We have worked with formulation scientists and engineers for decades and have seen many different types of formulation development programs. This has shown us what formulation scientists really need to know rather than what is nice to know. Because JMP software is used in the examples in the book, readers get valuable guidance on the software for the proposed methodology. That means JMP users can immediately apply what they learn in the book.
Key takeaways from the book include:
Approach the development process from a strategic viewpoint, with the overall end in mind. Don’t necessarily run the largest design possible. An experimentation plan that implements the strategy provides the right road map for developing a successful formulation.
Focus on developing understanding how the components blend together. Use designs and models that help find the dominant components, components with large effects, and components with small effects.
Use screening experiments early on to identify those components that are most important to the performance of the formulation. This strategy creates a broad view and helps ensure that no important components are overlooked. It also saves significant experimental effort.

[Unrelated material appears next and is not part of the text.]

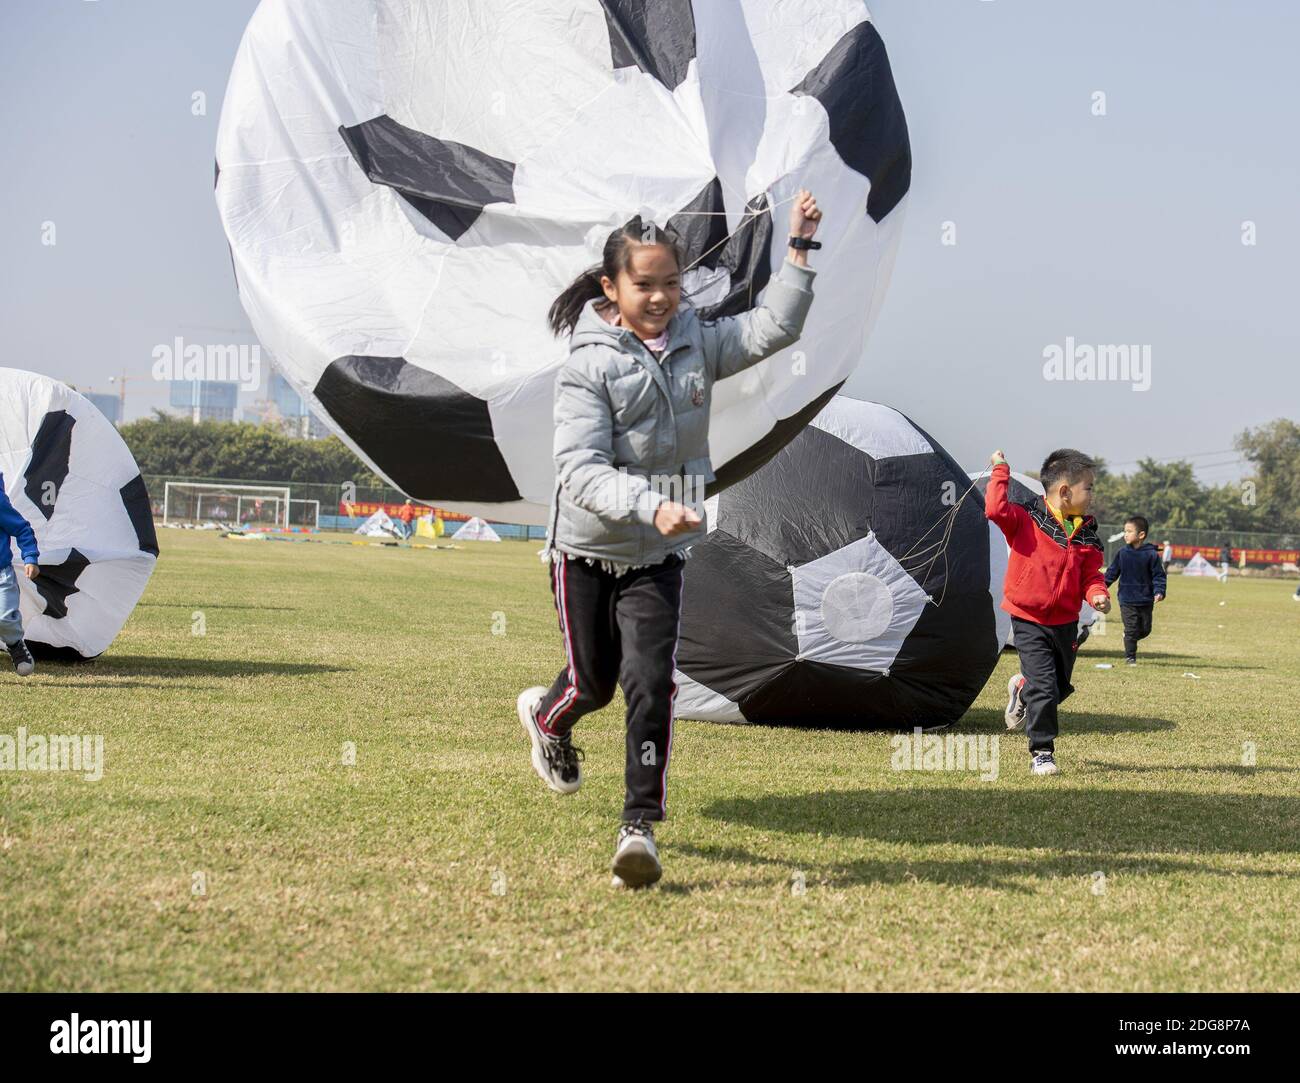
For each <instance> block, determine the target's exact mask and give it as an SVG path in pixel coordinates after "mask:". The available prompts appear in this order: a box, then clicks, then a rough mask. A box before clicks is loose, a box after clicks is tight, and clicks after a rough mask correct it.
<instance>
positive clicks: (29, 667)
mask: <svg viewBox="0 0 1300 1083" xmlns="http://www.w3.org/2000/svg"><path fill="white" fill-rule="evenodd" d="M5 646H8V649H9V658H12V659H13V668H14V670H17V671H18V676H19V677H30V676H31V671H32V670H35V668H36V659H35V658H32V657H31V651H30V650H27V641H26V640H18V642H16V644H6V645H5Z"/></svg>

Analyze both screening and optimization experiments using graphical and numerical methods, which is easily done with JMP. The right graphics can extract additional information from the data.
Consider integration of both formulation components and process variables in designs and models, using recently published methods that reduce the required experimentation by up to 50 percent.
This is how you speed up the formulation development process and produce high-quality formulations in a timely manner. Upcoming blog posts will show how to address each of these important issues.